Décidément, le ministre Leitao croit en l’innovation. Après le programme Premier brevet, voici maintenant le crédit d’impôt pour revenus provenant de brevets. De quoi stimuler l’innovation… peut-être?

Pour illustrer mon enthousiasme mitigé, permettez-moi une anecdote. Je me souviens qu’à mes débuts dans la profession, il y avait un programme finançant l’octroi d’un brevet, un peu comme le programme Premier brevet.  Comme j’étais nouveau, j’héritais souvent de la tâche de rencontrer les individus « de la rue », i.e., ceux qui ne sont pas affiliés à une entreprise. Des fois, voire souvent, les inventions me semblaient marginales et je suis poli.  La motivation des individus?  « C’est subventionné par le Programme. »  Et ainsi, des projets directement voués à l’échec ont vu le jour. Bref, sans généraliser parce qu’il y a eu des histoires de succès, le Programme bien intentionné se heurtait à une dure problématique: comment établir les critères pour que l’argent soit attribué aux bons projets.
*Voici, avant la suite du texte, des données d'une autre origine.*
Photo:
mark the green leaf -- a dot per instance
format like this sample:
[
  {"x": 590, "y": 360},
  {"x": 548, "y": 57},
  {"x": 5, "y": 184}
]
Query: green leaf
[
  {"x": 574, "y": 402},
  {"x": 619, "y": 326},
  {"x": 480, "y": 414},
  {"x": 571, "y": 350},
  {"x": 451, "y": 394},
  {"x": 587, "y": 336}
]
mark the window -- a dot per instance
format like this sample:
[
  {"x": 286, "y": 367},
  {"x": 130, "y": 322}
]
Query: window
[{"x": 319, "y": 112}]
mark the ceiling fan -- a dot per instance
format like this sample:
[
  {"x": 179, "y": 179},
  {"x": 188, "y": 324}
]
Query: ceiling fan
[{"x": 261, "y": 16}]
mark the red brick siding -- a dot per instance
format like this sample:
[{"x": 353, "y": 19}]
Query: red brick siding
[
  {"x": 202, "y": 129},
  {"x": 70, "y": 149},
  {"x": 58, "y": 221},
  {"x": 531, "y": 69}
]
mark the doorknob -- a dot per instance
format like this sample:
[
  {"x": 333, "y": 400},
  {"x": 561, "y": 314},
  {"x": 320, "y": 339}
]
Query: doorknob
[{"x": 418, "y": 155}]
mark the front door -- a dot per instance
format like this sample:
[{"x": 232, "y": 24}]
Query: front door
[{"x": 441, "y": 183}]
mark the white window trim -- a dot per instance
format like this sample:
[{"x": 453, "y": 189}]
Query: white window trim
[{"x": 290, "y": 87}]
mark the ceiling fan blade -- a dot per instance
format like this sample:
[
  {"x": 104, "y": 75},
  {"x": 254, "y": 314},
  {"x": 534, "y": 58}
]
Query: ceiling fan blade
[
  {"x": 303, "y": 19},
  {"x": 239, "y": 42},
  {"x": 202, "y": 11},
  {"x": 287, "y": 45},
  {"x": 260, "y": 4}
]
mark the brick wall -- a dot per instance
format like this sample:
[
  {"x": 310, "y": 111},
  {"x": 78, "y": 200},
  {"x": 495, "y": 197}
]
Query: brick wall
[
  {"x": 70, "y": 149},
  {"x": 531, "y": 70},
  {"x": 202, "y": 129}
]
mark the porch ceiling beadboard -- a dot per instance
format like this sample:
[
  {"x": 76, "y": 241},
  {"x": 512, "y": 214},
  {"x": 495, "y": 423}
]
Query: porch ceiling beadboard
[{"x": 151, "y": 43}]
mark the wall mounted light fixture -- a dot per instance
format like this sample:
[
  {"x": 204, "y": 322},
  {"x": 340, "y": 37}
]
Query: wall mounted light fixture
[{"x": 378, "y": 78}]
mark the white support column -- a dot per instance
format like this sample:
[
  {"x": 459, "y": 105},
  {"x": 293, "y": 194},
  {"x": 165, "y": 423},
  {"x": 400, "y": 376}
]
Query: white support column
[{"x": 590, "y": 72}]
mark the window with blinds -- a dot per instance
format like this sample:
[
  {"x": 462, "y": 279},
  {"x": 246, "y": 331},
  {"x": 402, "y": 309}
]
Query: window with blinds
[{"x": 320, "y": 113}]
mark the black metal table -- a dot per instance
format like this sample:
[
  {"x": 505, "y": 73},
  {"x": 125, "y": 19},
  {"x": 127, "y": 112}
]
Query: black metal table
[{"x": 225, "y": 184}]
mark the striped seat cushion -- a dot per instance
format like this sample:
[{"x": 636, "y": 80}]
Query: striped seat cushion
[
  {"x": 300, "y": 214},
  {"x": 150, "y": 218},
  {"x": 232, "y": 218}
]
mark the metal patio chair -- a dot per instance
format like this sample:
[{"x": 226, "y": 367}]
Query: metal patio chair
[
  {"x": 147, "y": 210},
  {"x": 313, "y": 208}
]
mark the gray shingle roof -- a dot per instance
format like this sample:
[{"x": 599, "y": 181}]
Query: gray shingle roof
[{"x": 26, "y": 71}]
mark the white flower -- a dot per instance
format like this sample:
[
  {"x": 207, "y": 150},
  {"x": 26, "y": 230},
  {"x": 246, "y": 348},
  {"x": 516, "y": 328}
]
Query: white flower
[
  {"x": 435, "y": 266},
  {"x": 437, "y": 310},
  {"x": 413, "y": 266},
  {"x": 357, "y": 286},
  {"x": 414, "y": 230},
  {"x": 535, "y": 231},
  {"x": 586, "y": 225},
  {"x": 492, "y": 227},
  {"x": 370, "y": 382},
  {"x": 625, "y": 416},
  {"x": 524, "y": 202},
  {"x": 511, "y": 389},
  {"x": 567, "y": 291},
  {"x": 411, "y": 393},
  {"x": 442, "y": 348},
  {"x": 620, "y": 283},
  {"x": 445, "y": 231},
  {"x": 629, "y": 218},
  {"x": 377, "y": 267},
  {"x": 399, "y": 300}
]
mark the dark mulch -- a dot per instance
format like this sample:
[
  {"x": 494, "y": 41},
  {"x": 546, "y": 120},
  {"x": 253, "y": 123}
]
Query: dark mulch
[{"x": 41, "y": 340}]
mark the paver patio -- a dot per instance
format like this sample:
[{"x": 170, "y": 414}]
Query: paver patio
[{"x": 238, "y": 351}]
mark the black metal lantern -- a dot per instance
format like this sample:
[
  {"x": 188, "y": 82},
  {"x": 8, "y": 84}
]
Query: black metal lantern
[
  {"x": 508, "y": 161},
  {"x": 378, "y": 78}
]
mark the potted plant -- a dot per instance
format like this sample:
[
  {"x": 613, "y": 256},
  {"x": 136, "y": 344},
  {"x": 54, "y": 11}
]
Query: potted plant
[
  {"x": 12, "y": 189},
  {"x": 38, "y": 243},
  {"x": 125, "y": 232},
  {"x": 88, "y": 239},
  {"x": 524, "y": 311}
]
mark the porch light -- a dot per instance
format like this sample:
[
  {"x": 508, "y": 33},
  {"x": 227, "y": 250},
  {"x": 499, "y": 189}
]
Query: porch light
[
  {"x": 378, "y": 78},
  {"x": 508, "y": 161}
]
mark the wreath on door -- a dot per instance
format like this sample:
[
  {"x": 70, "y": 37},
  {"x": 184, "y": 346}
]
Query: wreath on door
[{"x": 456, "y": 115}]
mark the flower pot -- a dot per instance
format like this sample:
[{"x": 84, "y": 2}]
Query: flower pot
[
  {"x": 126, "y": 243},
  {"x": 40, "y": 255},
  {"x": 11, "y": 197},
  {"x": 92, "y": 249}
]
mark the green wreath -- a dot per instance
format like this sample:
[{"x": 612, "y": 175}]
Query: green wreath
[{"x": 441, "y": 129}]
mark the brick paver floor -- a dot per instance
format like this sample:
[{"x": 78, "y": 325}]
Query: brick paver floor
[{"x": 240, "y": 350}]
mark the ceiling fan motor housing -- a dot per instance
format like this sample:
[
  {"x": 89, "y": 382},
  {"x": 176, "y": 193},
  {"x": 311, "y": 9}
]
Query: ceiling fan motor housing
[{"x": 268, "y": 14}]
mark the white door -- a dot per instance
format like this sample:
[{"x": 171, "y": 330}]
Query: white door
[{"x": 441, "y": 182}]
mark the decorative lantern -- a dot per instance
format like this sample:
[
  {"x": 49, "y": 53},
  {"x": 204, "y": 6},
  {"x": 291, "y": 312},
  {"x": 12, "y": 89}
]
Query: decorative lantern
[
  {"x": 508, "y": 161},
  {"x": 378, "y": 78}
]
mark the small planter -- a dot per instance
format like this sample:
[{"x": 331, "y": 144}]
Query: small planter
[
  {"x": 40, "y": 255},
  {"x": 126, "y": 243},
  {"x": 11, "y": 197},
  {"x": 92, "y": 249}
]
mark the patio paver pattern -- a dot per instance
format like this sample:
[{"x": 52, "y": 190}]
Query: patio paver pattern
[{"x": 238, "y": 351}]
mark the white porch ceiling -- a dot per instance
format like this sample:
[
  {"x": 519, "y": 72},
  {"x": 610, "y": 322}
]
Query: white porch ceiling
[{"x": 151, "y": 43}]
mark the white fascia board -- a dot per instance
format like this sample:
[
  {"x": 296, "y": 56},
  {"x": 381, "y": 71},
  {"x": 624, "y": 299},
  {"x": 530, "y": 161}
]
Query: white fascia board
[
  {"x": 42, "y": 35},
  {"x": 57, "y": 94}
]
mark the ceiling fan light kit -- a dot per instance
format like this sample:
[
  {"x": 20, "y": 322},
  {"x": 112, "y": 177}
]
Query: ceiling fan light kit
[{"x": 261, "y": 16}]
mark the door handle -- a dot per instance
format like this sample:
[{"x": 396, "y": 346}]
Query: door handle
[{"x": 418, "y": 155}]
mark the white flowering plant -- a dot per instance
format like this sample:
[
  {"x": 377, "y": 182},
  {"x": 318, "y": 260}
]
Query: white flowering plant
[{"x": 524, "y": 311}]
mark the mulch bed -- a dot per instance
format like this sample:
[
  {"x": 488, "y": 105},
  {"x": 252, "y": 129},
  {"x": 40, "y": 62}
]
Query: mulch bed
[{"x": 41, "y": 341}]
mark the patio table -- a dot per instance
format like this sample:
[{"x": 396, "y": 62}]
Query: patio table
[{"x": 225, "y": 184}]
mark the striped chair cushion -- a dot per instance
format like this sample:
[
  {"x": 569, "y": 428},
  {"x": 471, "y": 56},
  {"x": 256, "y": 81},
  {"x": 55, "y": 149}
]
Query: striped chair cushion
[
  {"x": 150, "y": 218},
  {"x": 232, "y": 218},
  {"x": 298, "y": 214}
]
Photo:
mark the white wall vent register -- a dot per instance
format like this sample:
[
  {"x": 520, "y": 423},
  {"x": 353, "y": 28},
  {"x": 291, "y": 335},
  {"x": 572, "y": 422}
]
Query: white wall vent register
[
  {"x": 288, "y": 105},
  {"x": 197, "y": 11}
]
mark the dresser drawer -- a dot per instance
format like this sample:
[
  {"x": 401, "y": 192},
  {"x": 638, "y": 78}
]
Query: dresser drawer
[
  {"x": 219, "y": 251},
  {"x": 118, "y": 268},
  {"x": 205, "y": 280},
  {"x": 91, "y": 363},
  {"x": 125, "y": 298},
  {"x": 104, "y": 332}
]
Revenons au nouveau programme du gouvernement Couillard. Un taux d’imposition plus bas est offert pour les revenus attribués aux brevets.  Si vous lisez les clarifications du lien ci-dessus, vous aurez vraisemblablement la même question que moi: comment distinguer les revenus qui sont attribuables au fait du brevet?  En tous les cas, ça ne devra pas dépasser 50% (?). Vivement les clarifications qui viendront dans les prochains temps.

Par ailleurs, selon mon interprétation, il faudra que le brevet soit octroyé  pour une demande déposée après le budget Leitao, donc après la mi-mars 2016.  Or, obtenir un brevet de bonne portée peut prendre du temps.  Une entreprise bien avisée cherche souvent à se faire allouer des revendications difficilement contournables, et est patiente durant le processus.  En effet, négocier serré avec un examinateur, ça peut ralentir l’octroi du brevet. Ainsi donc, est-ce que l’appât du crédit d’impôt incitera les entreprises québécoises à viser la rapidité aux dépens de la qualité?

Soyons clair, cette initiative du gouvernement provincial est fort bien intentionnée. Comme elle s’applique à des revenus d’entreprises d’une certaine envergure qui commercialisent nécessairement  des produits, l’incitatif ne créera pas de ruée vers des brevets portant sur des technologies futiles.  L’impact réel se jouera toutefois au niveau de la mise en œuvre.